Some of the site’s growth is not on screen but in three dimensions. In May, Bloomberg, Cuomo and others announced that the Brooklyn Navy Yard Development Corp. will invest $46 million to build a Green Manufacturing Center in the Navy Yard. Body armor and military apparel maker Crye Precision and design and manufacturing firm Macro Sea will be its anchor tenants. They’re just two of the dozens of “mini-manufacturers” that have contributed to a Brooklyn industrial renaissance, albeit of the prototypical Brooklyn “artisanal” variety.
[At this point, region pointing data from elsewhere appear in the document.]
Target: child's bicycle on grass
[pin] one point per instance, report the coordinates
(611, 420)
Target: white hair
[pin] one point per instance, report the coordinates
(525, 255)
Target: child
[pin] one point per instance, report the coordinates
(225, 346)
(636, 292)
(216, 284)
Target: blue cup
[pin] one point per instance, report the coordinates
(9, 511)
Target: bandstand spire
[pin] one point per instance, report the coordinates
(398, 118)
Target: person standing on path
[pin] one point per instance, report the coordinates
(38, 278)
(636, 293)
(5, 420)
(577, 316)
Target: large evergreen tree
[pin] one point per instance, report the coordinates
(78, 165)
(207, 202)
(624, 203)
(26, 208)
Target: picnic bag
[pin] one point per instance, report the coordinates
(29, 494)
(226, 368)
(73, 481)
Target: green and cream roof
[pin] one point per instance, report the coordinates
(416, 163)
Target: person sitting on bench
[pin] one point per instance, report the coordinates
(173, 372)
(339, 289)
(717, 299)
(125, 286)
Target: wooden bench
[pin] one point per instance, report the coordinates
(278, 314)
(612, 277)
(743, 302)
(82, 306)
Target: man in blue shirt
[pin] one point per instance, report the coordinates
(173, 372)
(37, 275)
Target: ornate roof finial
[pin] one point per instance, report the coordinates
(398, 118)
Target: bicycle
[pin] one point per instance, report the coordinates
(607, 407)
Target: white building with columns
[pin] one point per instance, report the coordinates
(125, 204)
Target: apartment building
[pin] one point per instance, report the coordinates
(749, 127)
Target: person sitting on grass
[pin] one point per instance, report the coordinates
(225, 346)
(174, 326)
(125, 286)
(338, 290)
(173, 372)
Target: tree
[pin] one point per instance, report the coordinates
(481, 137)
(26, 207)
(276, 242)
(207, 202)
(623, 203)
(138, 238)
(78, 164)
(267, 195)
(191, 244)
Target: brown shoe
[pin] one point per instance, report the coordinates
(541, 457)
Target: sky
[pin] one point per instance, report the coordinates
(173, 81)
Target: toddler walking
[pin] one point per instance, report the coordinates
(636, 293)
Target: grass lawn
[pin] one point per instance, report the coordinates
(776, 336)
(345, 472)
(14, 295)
“We started here a decade ago with 4,500 square feet [418 sq. m.],” said Crye Precision Executive Director Caleb Crye. “Today we’re up to 45,000 square feet [4,180 sq. m.] with more than 100 employees, and when the new facility is complete we’ll have a more efficient operation with room to grow and add at least 100 new jobs.” The Brooklyn boom has meshed well with Mayor Bloomberg’s Applied Sciences initiative and other projects in helping the city “punch above its weight,” even if it’s one of the nation’s biggest.

“Look at it this way,” said Bloomberg in an October 2012 radio address. “Although our city has less than 3 percent of America’s work force, so far this year we’ve accounted for nearly 8 percent of all the new jobs created in the nation. In fact, we’re on track to create more jobs in our city during 2012 than in any year since figures starting being recorded, some 50 years ago.”

Small-tech — in contrast to the big tech mulling the Upstate — is a big reason. Between 2007 and 2010, the number of workers in digital media firms in the city grew by 74 percent.